For all his sloppiness (the last half-hour or so was largely Chappelle realizing and vocalizing how badly he needed to pee), the man possesses a spark of something undeniably genius, and it’s most visible in his social commentary, when he lets himself get dark — like the running gag of him being a “quinoa-eating” black person, the kind that makes white people feel safe. Or like when he unleashed a lucid torrent of facts about the shooting of unarmed young black men in the US over the past three years, including the grossly under-publicized killing of 22-year-old John Crawford III by white cops in a Walmart in Chappelle’s home state of Ohio last week. Crawford had picked up a BB gun inside the store — a gun that was for sale, naturally, at Walmart.
“The store never closed! They haven’t even shown the tapes!” Chappelle said incredulously. “And the worst part is that you’re allowed to carry a gun in Ohio. I’ve gone to Denny’s packing a gun! (Pause.) I’ve had a lot of cash on me at certain points in my life.”
At times you could almost see the sharpest version of him shining through the beer and weed haze, gauging the audience’s temperature, seeing how much more serious and guilt-inducing shit a mostly white audience would tolerate, before bringing everybody back in with his (still excellent) white suburban neighbor voice or a dick joke punchline.

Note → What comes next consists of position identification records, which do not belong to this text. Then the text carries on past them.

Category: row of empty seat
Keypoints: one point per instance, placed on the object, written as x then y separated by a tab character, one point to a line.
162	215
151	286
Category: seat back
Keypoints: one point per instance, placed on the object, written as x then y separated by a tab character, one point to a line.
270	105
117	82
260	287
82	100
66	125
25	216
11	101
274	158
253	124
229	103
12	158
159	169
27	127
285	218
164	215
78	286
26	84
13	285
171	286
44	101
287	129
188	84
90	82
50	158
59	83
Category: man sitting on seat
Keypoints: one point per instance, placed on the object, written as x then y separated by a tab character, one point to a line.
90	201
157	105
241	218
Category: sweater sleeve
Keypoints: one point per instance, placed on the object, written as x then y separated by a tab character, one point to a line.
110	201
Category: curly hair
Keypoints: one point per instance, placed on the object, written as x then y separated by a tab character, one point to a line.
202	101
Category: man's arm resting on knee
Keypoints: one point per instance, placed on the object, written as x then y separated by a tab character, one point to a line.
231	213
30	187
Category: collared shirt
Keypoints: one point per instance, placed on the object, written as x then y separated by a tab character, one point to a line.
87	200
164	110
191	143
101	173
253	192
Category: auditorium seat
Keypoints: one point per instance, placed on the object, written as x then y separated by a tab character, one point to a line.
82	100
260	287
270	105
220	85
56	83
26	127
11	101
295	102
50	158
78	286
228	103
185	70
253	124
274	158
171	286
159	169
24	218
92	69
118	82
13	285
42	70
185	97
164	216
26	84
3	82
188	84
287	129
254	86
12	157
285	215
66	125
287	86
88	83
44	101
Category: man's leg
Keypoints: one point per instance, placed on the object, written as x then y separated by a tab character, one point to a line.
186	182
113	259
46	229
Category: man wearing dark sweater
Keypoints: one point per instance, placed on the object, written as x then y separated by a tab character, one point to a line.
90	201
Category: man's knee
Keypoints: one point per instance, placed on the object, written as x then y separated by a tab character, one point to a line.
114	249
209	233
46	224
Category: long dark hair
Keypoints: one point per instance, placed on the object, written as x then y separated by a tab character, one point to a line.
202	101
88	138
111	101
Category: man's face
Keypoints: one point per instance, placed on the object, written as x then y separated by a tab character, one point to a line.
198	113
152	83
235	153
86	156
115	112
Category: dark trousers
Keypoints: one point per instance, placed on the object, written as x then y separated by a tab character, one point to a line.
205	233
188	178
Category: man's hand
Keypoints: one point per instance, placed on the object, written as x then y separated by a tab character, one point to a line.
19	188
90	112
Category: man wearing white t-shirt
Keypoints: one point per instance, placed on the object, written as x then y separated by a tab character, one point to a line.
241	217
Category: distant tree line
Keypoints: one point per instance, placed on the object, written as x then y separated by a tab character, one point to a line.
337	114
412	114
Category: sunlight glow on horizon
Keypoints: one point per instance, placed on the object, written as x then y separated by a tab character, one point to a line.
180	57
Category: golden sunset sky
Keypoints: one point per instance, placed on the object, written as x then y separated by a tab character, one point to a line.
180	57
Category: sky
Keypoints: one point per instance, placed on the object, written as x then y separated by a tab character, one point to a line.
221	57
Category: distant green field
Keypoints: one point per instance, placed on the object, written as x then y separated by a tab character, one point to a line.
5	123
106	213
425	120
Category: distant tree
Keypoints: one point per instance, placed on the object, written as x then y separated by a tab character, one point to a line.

Around 4am, after maybe half the audience had left (“What if I just wait all of you out? I’m going to be the last one standing”) and Chappelle became less and less articulate, the pauses in his riffing got longer, as he (and we) sat listening to the sound of cars driving through freshly rain-washed streets outside. Everybody had gotten their dumb questions out, or else had gotten too drunk and indiscriminately yelled for a while and then had their embarrassed friends drag them home. It was awkward the way any straggler-at-the-party-at-4am interaction is awkward. A little bit like a hostage situation, but with an incredibly funny and intelligent albeit unfocused kidnapper.
“It will take you years to understand what happened here tonight,” he said with a self-deprecating laugh, as someone asked about his show tomorrow (tonight). “Oh yeah, it’ll be great,” he said. “You should come. Based on how it went tonight, you won’t hear this shit again.”
Q: “Bring back the show!”
A: “Problem with that is, when you quit a show the way I did, networks don’t exactly trust you ever again. You realize I didn’t tell anyone I wasn’t coming in, I just left. So it’s like ‘Yeah, sure, I’ll see you Monday…'”
Q: “What’s the funniest insult you’ve ever heard?”
A: “My 5-year-old kid told me that I had a vagina on my back, with a butt for a mouth, with a hot dog in it. Five years old! I was like, the force is strong with this one. My wife got mad at me for laughing, but come on…I wasn’t even gonna laugh until the hot dog bit. He got me with the hot dog.”